Pocos espectáculos audiovisuales pueden competir en cuanto a capacidad hipnótica con los fuegos artificiales. Sean estos lanzados en grandes eventos o en modestas fiestas mayores siempre generan el mismo efecto: la mirada fija, la fascinación por las formas, los colores, la sinfonía que, en mayor o menor medida, crean visualmente. Hay algo mágico en ellos, como si fueran un transporte hacia otros mundos, otros lugares que en la mente individual conforman un imaginario propio y que, como si fuera una mente colmena, crean una conciencia colectiva de ensimismamiento feliz.
Pero tampoco cabe llevarse a engaño, los fuegos artificiales tienen a veces mucho de artificioso, de apariencia y poco de fuego, de pasión, de significado más allá de la mera apariencia estética. Por ello resulta sumamente complicado realizar un espectáculo de esta índole donde el conjunto consiga aunar el mero artificio estético con la intencionalidad artística que los dote de sentido.
Largo viaje hacia a la noche parte ya desde su título de una vocación poética que se emparenta directamente con la pirotecnia, un título que invoca y evoca a algo poético desconocido y, al igual que el ruido provocado por las palmeras de fuego en el cielo, puede resultar también aterrador. Bi Gan plantea pues una propuesta que es lanzada a modo de puñal directamente a la sugerencia de una belleza por descubrir, a un enigma por resolver.
El punto de partida nos traslada directamente al mundo del ‹noir›, de la música jazzística, de los bajos fondos, del humo de un cigarro tan vaporoso como la búsqueda de la ‹femme fatale›. Una pesquisa que no solo es detectivesca en el sentido estricto de la palabra sino que se sumerge en los vaivenes del tiempo. Una historia de un desencuentro pasado que se refleja en una casi imposible reunión presente. El presente y el pasado parecen fusionarse en un espejo cuyo reflejo no es mimético ni inverso sino que devuelve la imagen de los estragos que el tiempo provoca en las personas, en los sueños, en la utopía irrealizable de un sentimiento. El amor ya no es un ideal sino una quimera con entidad propia que parece regocijarse ante los intentos desesperados de capturarla y que, con calculada indiferencia, siempre está dos pasos por delante de sus cazadores.

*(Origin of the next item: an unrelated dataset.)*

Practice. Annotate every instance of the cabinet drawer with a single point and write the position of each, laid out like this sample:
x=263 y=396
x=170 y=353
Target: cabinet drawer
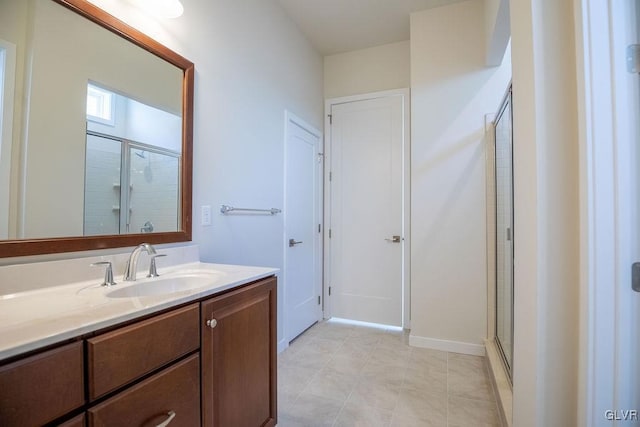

Llegados a este punto Bi Gan opta por dar a su protagonista el agotamiento y la consciencia necesaria para entrar en la exploración interior de sus motivaciones. El amor como tal desaparece de la ecuación y lo que queda es, efectivamente, el largo viaje hacia la noche de uno mismo, la exploración de un subconsciente donde buscar las respuestas a las motivaciones que le han llevado a tal extremo.
La búsqueda pues ya no es la de un sentimiento metaforizado en una persona ajena, sino más bien un camino de autodescubrimiento, de piezas de un puzzle que en el mundo subconsciente toman formas totémicas enfrente de la inanidad aparente que representan en lo representación de lo real.
Es en este tramo donde el concepto de fuego artificial toma todo el significado (y significante) a través de una arriesgada estructura formal que, más allá de la virguería técnica del plano secuencia en 3D, propone un inmersión total en el bucle, en un laberinto interior de difícil salida que merece, sin embargo, una exploración minuciosa de cada detalle, de cada palabra dicha, insinuada o sutilmente dejada fuera de plano.
No se trata pues aquí de resolver un misterio, de plasmar una resolución convencional a lo genérico del ‹noir›, sino más bien ampliar el campo de la percepción, dejar volar libre la interpretación a través de una contradicción: contra más exhaustivo es el seguimiento del protagonista, contra más obsesiva se vuelve la circularidad de su paisaje onírico, más libre y más interpretativa se vuelve la percepción que tenemos de ello.
Cierto es que tanto el torrente de imágenes como la propia estructura formal pueden resultar por momentos tan agotadoras como el aparentemente inacabable periplo al que asistimos. Sin embargo estamos ante una invitación a, más que a visionar una película, a vivir de primera mano una experiencia que no tiene que ver con la empatía sino con la entrada directa al alma de su protagonista, como si, en realidad, esto fuera más allá del 3D para convertirnos directamente en los protagonistas de este a ratos sueños cautivador, a ratos densa pesadilla sin salida.
Largo viaje hacia a la noche es, sin duda alguna, arrolladora, exuberante y tan hipnótica como los fuegos artificiales a los que hacíamos referencia y, sin embargo, contiene una intimidad, una sutileza y un gusto por lo mínimo como esa bengala que, en el último plano, cierra el film y que es la expresión metafórica de la película: fuego, pasión y forma puestos al servicio no de la grandilocuencia sino de la escala humana.